To protect the visa-free regime Albania has with much of Western Europe, border officials are turning back hundreds of would-be travelers every day for not having enough documents or money to justify their trip. In doing so, they are coming increasingly under accusations of stereotyping based on where the traveler was born as well as his or her social status and skin color.
Authorities have a right to perform a risk assessment for travelers looking to breach migration laws, and they do so in many countries. But there is a fine line between enforcing immigration laws and introducing virtual exit visas. They are likely to target people in high risk of seeking asylum – mostly poor Albanians from rural areas and the country’s Roma citizens, because they are the likeliest to break free-movement laws.
However, these are all short term measures. The reality is that economic trends and lack of hope are driving this renewed migration. Albanians want to leave for the same reason they have for more than two decades: Albania is poor and is not getting richer fast enough.

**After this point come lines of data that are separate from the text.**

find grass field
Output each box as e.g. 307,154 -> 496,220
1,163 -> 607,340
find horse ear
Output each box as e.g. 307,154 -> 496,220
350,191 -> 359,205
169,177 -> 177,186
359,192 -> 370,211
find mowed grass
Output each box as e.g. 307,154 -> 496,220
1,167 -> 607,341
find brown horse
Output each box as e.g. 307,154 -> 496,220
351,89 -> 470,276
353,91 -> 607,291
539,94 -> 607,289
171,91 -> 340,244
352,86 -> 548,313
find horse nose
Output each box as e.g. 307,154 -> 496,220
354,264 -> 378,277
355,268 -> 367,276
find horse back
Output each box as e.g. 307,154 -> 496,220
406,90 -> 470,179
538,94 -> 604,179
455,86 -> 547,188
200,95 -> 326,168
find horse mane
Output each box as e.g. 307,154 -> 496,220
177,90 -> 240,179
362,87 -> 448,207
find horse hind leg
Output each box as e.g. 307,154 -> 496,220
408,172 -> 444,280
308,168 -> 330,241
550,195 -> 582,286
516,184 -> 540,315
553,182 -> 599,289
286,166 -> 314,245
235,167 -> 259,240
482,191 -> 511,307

Several media outlets reporting from rural areas in southwestern and northeastern Albania indicate thousands of people have already left, with the phenomenon most visible in a sharp drop in schoolchildren.
The previous migration pattern had been that young men leave alone, so it is particularly worrying to see young families jumping ship. It indicates a loss of hope in Albania and its future.
It is also important that the country’s political leaders do not make this into us-vs-them political issue, but rather cooperate to come up with solutions and policies that make people want to stay and not leave the country.
There are increasing indicators that the government’s recent rule of law drive, which this newspaper strongly supported, might have had some unintended consequences among the country’s poorest residents, including a higher than usual financial burden due to accumulated unpaid power bills and job losses due to illegally-constructed shops being torn down.
There is also anecdotal evidence that in an effort to clean its lists from fraudulent recipients, the state social service has cut the meager social assistance it offered to many people who needed it to survive on a daily basis, driving them into further desperation. Both Socialist- and Democrat-run local government units have also been accused of being inefficient in distributing social assistance to the poorest families.
These governments’ inefficiency is only part of the story. The driving factor are economic realities that don’t affect just Albania but the entire region.
Yes, it is true, as the government says, that Albanians are falling victims to traffickers who want to take their money by lying to them about jobs and papers awaiting in Germany or elsewhere. But there is more to the story.
Albania and the region are still under the strong effects of the European economic crisis, which has slowed down economic and political progress and stretched out the countries’ EU integration journeys.
Putting up walls at the border is not the solution, making life better in Albania is. Albanian authorities need to work harder, but our European partners must also step up and do more.